Updated

A former nurse who already admitted murdering 13 patients in New Jersey hospitals pleaded guilty Wednesday to killing three other patients.

Charles Cullen (search) said little during his court appearance, during which he admitted slaying the patients in 1993 using a lethal dose of a heart medication.

Warren County Prosecutor Thomas Ferguson said that Cullen admitted during meetings on Friday that he killed Lucy Mugavero, 90, and Mary Natoli, 85, at Warren Hospital in Phillipersey and Pennsylvania counties.

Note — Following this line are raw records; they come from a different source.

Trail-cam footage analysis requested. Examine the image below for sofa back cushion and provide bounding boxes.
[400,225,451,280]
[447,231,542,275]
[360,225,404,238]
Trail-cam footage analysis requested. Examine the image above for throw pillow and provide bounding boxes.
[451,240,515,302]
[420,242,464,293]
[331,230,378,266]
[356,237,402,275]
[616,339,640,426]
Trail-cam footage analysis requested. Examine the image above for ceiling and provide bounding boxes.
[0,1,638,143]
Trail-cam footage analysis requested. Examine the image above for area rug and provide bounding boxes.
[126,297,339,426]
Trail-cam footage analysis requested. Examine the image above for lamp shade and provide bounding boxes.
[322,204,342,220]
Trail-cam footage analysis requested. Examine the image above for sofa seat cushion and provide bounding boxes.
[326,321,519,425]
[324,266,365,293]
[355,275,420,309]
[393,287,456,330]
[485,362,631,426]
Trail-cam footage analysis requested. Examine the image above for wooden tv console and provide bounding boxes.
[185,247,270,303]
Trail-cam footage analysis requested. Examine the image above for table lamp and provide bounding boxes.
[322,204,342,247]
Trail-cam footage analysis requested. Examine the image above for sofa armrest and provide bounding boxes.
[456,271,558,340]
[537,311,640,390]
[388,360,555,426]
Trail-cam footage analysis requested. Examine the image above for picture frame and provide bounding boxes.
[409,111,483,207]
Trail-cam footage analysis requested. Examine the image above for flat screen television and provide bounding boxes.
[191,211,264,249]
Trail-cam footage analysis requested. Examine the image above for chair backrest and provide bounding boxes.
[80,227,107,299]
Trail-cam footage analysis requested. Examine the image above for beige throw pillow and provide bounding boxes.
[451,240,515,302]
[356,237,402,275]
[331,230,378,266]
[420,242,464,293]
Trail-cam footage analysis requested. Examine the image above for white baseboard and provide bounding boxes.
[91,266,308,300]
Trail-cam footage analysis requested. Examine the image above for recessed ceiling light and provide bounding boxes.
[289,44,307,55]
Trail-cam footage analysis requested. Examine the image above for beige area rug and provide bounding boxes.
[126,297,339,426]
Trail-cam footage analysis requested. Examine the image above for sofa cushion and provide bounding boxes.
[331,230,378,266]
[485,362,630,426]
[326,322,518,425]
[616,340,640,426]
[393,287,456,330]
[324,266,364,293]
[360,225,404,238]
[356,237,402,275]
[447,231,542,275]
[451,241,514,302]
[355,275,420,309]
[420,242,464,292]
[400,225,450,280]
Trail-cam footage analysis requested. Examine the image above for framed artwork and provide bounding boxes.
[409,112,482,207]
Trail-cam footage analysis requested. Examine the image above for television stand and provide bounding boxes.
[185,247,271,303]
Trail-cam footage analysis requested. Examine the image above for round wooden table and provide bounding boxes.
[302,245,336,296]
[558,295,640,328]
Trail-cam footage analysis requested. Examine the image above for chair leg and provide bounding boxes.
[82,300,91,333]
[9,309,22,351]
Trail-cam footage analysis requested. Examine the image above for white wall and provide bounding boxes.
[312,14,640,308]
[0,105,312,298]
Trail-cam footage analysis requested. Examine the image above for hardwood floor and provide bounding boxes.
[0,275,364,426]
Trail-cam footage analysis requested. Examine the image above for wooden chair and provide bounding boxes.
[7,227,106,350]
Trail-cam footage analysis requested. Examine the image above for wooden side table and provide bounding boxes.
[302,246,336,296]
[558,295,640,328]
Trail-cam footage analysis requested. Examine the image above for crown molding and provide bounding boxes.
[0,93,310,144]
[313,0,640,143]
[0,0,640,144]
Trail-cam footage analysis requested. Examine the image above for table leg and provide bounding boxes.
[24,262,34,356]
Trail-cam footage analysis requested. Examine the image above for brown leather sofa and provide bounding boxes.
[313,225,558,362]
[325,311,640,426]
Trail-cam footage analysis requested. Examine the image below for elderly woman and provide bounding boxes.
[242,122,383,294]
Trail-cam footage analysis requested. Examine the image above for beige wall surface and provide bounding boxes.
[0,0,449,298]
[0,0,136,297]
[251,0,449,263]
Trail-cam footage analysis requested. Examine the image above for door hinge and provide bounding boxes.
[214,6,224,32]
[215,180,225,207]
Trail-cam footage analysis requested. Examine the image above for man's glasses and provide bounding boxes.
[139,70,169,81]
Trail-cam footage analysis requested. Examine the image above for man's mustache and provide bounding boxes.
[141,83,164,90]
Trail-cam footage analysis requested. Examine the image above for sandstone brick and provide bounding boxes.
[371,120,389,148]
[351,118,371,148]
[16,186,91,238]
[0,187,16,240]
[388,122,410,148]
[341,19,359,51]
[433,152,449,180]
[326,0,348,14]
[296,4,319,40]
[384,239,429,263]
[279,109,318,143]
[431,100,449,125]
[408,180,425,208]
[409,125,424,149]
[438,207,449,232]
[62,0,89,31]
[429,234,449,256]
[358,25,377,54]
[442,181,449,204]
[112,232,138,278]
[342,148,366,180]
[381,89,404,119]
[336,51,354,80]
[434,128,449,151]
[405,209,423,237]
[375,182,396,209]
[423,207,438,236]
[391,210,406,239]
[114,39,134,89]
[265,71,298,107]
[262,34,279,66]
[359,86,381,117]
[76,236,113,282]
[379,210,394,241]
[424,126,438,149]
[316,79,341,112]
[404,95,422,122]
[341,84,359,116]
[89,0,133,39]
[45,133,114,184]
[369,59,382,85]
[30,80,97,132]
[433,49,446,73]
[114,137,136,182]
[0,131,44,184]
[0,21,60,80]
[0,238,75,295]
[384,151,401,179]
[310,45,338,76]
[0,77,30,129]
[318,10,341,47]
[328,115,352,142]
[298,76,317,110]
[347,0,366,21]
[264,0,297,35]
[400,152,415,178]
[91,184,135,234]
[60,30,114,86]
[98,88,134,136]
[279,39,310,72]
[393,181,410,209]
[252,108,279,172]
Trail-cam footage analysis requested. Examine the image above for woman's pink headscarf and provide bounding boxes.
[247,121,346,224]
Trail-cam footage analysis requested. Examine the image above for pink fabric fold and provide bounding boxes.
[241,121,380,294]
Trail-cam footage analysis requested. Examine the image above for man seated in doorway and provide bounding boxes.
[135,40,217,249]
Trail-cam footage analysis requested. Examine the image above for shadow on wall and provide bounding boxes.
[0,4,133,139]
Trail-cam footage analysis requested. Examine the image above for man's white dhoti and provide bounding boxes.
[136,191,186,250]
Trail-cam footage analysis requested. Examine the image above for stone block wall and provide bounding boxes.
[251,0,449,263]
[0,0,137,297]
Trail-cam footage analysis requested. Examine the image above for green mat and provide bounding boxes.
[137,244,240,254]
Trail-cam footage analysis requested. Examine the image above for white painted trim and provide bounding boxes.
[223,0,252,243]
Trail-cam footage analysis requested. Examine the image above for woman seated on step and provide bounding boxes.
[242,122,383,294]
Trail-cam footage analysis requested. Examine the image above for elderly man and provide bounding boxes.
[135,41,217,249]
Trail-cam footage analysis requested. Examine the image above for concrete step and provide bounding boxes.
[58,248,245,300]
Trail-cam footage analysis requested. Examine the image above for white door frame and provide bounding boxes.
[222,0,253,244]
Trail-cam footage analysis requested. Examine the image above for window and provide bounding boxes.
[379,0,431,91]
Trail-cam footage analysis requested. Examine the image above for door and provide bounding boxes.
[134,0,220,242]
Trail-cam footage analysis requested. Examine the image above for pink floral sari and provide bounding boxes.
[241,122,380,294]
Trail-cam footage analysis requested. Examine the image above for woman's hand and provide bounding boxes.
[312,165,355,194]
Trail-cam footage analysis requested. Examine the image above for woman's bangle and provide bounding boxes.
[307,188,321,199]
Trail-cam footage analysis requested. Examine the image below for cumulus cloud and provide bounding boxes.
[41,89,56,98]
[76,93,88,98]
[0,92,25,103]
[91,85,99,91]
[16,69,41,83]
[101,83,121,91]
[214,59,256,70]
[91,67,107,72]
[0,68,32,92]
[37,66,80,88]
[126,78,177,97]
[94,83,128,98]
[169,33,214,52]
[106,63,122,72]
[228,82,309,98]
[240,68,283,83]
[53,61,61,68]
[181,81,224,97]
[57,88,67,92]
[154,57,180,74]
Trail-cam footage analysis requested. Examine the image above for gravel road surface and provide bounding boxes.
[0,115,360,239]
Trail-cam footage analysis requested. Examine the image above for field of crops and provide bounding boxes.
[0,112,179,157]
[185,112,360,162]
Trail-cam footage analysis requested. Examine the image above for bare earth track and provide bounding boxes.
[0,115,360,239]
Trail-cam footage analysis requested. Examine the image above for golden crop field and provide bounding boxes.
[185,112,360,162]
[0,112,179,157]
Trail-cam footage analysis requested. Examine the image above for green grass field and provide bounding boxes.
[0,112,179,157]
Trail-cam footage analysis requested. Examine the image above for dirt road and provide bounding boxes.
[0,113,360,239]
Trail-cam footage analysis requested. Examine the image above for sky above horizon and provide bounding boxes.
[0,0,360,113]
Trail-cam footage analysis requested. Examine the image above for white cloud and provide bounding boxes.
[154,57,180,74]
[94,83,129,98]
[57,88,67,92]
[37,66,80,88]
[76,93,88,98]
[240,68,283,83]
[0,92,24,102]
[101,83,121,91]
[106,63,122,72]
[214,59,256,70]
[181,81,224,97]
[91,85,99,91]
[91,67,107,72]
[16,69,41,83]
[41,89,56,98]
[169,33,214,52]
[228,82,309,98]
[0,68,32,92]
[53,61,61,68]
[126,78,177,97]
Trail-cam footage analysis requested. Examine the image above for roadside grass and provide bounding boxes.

Under the agreement, Cullen will not face the death penalty, but must help authorities solve all the crimes he committed in the 19 years between when he became a nursing student and last year, when he was charged with murder.

When his plea deal was announced last month, Cullen pleaded guilty to 13 murders and two attempted murders in Somerset County, N.J., and agreed to plead guilty to another murder in Northampton County, Pa., as well as to other cases officials could connect to him.

Law enforcement officials have met with Cullen several times since his April 29 guilty pleas to go over details of deaths they think he may have caused.

Cullen's pleas on Wednesday brought to 16 the number of patients he has admitted in court to killing. The admissions make him the deadliest serial killer in state history.

Howard Unruh, who killed 13 people in a 1949 shooting rampage in Camden, had been New Jersey's deadliest killer.

Under his plea agreement, Cullen, 44, will be sentenced to life in prison in both New Jersey and Pennsylvania, and will serve the sentence in New Jersey. He will not be eligible for parole for at least 127 years.

Cullen also agreed to meet with regulators trying to prevent future security breaches in hospitals.